In order to calculate the force exerted on the semi-circular section, we need to add together the forces exerted on the infinitesimal sections of the wire that make up that section. Consider the magnetic force on the two infinitesimal sections illustrated in Figure $$\PageIndex{5}$$. The $$x$$ components of the forces will cancel, whereas the $$y$$ components will add. Thus, by symmetry, we anticipate that the net force on the semi-circular section will be in the positive $$y$$ direction.

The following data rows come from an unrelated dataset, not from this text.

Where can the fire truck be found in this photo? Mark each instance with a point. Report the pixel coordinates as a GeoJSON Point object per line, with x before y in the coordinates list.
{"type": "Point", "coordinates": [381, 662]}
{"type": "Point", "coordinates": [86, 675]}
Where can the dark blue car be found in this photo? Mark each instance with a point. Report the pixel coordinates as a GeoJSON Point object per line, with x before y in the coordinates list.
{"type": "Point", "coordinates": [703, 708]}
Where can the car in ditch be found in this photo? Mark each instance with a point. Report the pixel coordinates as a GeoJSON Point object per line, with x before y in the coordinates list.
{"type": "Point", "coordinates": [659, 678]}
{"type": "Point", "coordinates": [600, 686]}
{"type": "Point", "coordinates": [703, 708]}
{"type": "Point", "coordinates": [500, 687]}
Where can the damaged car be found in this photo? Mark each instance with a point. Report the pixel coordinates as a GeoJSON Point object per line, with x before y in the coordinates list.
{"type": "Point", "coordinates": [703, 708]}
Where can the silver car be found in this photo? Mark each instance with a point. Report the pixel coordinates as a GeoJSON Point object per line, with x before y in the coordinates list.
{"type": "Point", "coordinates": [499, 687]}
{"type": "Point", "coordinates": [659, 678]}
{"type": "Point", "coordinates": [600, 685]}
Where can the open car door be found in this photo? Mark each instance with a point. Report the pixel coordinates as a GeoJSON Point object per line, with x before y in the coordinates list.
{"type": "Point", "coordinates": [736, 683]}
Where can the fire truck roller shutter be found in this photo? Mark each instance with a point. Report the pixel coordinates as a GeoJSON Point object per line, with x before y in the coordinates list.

Consider the small force on the section of wire located at an angle, $$\theta$$, as illustrated in Figure $$\PageIndex{5}$$. We can write the vector $$d\vec l$$ as: \begin{aligned} d\vec l = dl(\sin\theta\hat x + \cos\theta \hat y)\end{aligned} Thus, the infinitesimal force on that section of wire is given by: \begin{aligned} d\vec F &= I d\vec l \times \vec B = I dl(\sin\theta\hat x + \cos\theta \hat y)\times (-B\hat z)\\ &=-IBdl (\sin\theta\hat x \times \hat z + \cos\theta \hat y \times \hat z)\\ &=-IBdl (-\sin\theta \hat y + \cos\theta\hat x) \\ &= IBdl\sin\theta \hat y - IBdL\cos\theta \hat x = dF_y\hat y + dF_x \hat x\end{aligned} where, in the last line, we explicitly wrote out the $$x$$ and $$y$$ component of the infinitesimal force vector. In order to sum together these infinitesimal forces, it is most convenient to use the angle $$\theta$$ to identify each segment. $$d\theta$$ is related to $$dl$$, since $$dl$$ is the length of the circle subtended by the infinitesimal angle $$d\theta$$: \begin{aligned} dl = Rd\theta\end{aligned} Summing together all of the $$y$$ components of the infinitesimal forces: \begin{aligned} F_y = \int dF_y = \int_0^\pi IBR\sin\theta d\theta=IBR \int_0^\pi\sin\theta d\theta=2IBR\end{aligned} Note that the $$x$$ components sum to zero, as we predicted from symmetry: \begin{aligned} F_x = \int dF_x = -\int_0^\pi IBR\cos\theta d\theta=-IBR \int_0^\pi\cos\theta d\theta=0\end{aligned} The net force on the wire is thus given by: \begin{aligned} \vec F = 2IBR\hat y\end{aligned}

Discussion:

In this example we found the magnetic force on a curved section of current-carrying wire. The calculation was simplified by symmetry arguments, as we could use the right hand rule to anticipate that the force would have no component in the $$x$$ direction. This is because there is as much current flowing in the positive $$y$$ direction as there is in the negative $$y$$ direction, so that the corresponding forces cancel. There is however a net flow of charges in the positive $$x$$ direction, leading to a net force in the positive $$y$$ direction. As a corollary, the net magnetic force on any closed loop of current must be zero.